Century Mine
- Location: Beallsville, Belmont County, Ohio; 39°53′41″N 81°01′24″W﻿ / ﻿39.8948°N 81.0234°W;
- Products: Bituminous coal
- Type: Underground
- Closed: June 15, 2022
- Company: Murray Energy

= Century Mine (coal mine) =

Coal mine in Ohio

The Century Mine was an underground coal mine in Belmont County, Ohio owned by American Energy Corporation, a subsidiary of Murray Energy. It was the last remaining mine in the county before it was shut down in 2022. The mine produced around 5 million tons of coal per year. Unlike other mines in Ohio, Century Mine used longwall technology that enabled it to operate with relatively fewer workers. The mine had applied for a permit to extend operations by five years in 2017 and expected reserves to last for another 35 years.

Century Mine was the site of a fatal accident in 2011 and another in 2013. In 2010, the Mine Safety and Health Administration fined Murray Energy $173,987 for safety violations at Century Mine. The company challenged the fine, lowering the amount to $102,373.

Republican presidential candidate Mitt Romney held a rally at the mine on August 14, 2012, as part of his campaign. The mine was shut down for the day, causing workers to lose pay. The company and the Romney campaign blamed each other for the closure. A group of miners complained to a local radio talk show that they were forced to attend the rally and feared they would be fired otherwise. Company officials confirmed that they had told workers attendance was required. Still, they later maintained that attendance was voluntary. The Romney campaign agreed that attendance appeared to be voluntary. In response, the Democratic group ProgressOhio filed a complaint with the Federal Election Commission, which began an investigation that was later dropped.

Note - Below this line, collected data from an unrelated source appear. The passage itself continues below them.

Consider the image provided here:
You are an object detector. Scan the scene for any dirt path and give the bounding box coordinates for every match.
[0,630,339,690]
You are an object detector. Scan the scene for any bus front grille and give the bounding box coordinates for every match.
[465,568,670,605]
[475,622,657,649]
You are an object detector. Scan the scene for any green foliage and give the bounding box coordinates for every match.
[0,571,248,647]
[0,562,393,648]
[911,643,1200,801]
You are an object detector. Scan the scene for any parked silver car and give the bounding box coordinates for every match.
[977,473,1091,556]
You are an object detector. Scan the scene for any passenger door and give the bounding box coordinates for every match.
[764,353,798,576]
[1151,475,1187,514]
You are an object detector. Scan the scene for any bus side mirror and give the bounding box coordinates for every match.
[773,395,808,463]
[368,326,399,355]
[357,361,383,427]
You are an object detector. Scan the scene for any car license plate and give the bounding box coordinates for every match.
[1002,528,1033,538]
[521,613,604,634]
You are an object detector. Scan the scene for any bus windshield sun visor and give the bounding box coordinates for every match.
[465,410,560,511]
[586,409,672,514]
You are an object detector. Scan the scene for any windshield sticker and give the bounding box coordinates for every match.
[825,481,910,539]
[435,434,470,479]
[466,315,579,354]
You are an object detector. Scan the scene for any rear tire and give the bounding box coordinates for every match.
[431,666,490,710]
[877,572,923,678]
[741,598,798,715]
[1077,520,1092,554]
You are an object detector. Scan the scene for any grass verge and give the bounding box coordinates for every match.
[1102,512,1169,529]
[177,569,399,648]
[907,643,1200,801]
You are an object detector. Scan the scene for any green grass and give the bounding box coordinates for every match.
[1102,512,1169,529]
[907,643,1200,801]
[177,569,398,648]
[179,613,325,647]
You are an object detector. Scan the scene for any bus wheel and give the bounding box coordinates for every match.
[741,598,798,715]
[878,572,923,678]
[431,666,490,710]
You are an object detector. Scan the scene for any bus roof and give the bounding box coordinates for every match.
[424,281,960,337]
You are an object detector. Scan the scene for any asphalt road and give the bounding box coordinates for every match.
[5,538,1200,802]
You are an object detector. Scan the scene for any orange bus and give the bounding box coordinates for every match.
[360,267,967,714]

In 2015, the mine was temporarily idled. According to the company, this was due to "new EPA regulations and the increased utilization of natural gas". The mine's sales were not affected. Out of 650 workers, 425 were laid off for two weeks.

The mine was shut down on June 15, 2022. The mine issued a WARN notice stating that all 106 workers would be permanently laid off at the time. They were not part of a union and did not have bumping rights. State and county job services mobilized to provide workers with new employment opportunities.